En 1978, alors qu’il réalise Têtes vides cherchent coffre plein, William Friedkin navigue dans les eaux les plus ténébreuses de sa filmographie. Plus précisément, le film vient après L’Exorciste et l’exceptionnel Convoi de la peur, avant La Chasse – autant dire que le ton badin, enlevé et candide de ce heist movie bon enfant tranche avec le ton de la décennie. Emmené par un Peter Falk cabotin en diable, la bande de bras cassés du braquage de la Brink’s de 1950 semble vouloir parodier le réalisme âpre de French Connection, dont le succès avait consacré son réalisateur. Après tout, pourquoi pas : on peut vouloir faire une pause et respirer un peu.
Robin de Boston
Nous voilà donc à vivre une tranche de vie d’un quartier populaire de Boston, des années 1920 aux années 1950. Dans la communauté, Tony Pino (Peter Falk) est une institution : nul coffre fort ne lui résiste – bien sûr, jusqu’au jour où il se fait prendre, caché dans le poulailler (et couvert de plumes par une troupe de gallinacées indignées – il ne manque plus que le goudron) d’une boucherie qu’il avait décidé de cambrioler. Direction : la prison. Quelques années plus tard, revoilà Tony : à sa sortie, il se cherche un gros coup.
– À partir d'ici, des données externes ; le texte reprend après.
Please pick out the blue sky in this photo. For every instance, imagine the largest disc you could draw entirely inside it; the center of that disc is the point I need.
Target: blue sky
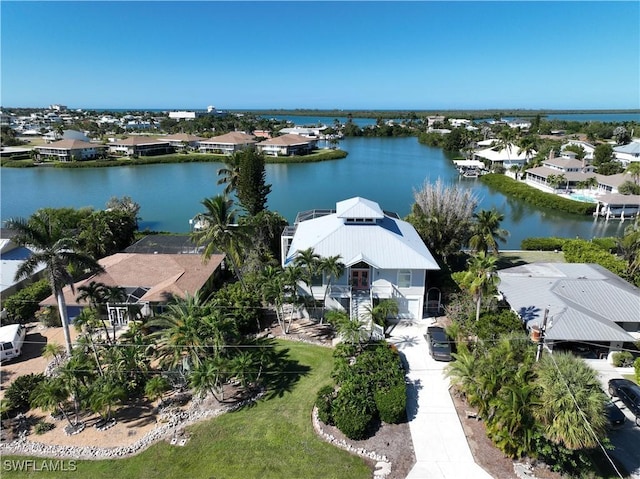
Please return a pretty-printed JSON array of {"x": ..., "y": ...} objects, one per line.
[{"x": 349, "y": 55}]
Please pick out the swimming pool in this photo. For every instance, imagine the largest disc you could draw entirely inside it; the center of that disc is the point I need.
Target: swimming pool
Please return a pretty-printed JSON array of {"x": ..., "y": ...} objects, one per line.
[{"x": 583, "y": 198}]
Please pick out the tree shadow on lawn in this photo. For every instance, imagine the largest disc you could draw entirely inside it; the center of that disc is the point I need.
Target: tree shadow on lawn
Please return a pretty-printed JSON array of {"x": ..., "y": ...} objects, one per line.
[{"x": 285, "y": 374}]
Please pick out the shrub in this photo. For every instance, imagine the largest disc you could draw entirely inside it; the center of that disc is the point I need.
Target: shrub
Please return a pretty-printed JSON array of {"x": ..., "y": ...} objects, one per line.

Le jour où il se rend compte que les locaux de la Brink’s Inc. sont loin d’être aussi imprenables qu’on le pense, il décide de tenter sa chance…
Tactique bazooka
La recette traditionnelle du heist consiste à confronter la sécurité insurpassable de la future victime à la perspicacité et au talent du voleur. En filigrane, il s’agit aussi de flatter la défiance naturelle de l’auditoire vis-à-vis de l’autorité – tout le monde aime voir gagner David dans son combat contre Goliath. Ledit combat, dans Têtes vides…, emprunte des chemins inédits : non seulement les locaux de la Brink’s sont on ne peut plus perméables, mais en plus la bande montée par Tony Pino est un ramassis navrant de benêts, d’escrocs et de psychopathes (« Mais si, c’est une bonne idée, de faire sauter le coffre au bazooka… »). Seul Pino lui-même semble surnager : face au coffre, tout de même impressionnant, de la Brink’s, il prend le « job » comme un défi personnel.
Losers Connection
Friedkin égrène les scènes cocasses, ou le burlesque tient avant tout à montrer le décalage entre l’image oppressante d’une Brink’s imprenable, et la réalité – même eux rognent sur les bouts de chandelle… Pour bancals qu’ils soient, les braqueurs ne sont jamais la cible de l’ironie du réalisateur, qui prend un véritable plaisir à créer une bande maladroite, mais dans laquelle chacun – y compris ceux qu’ils cambriolent au quotidien – trouvera de quoi se taille un modèle. Friedkin subvertit avec douceur et bienveillance le rêve américain, fait de ses gentils crétins voleurs des héros philosophes, voire moraux. Le réalisateur semble, avec ce passage inattendu dans la comédie, vouloir dynamiter l’image sévère qu’on associe à son brutal French Connection, tout en brodant une critique acide du monde de la police, et des autorités. Une élégante satire, à la douceur inattendue, que cette édition DVD propose de découvrir en VO sous-titrée, ou en VF.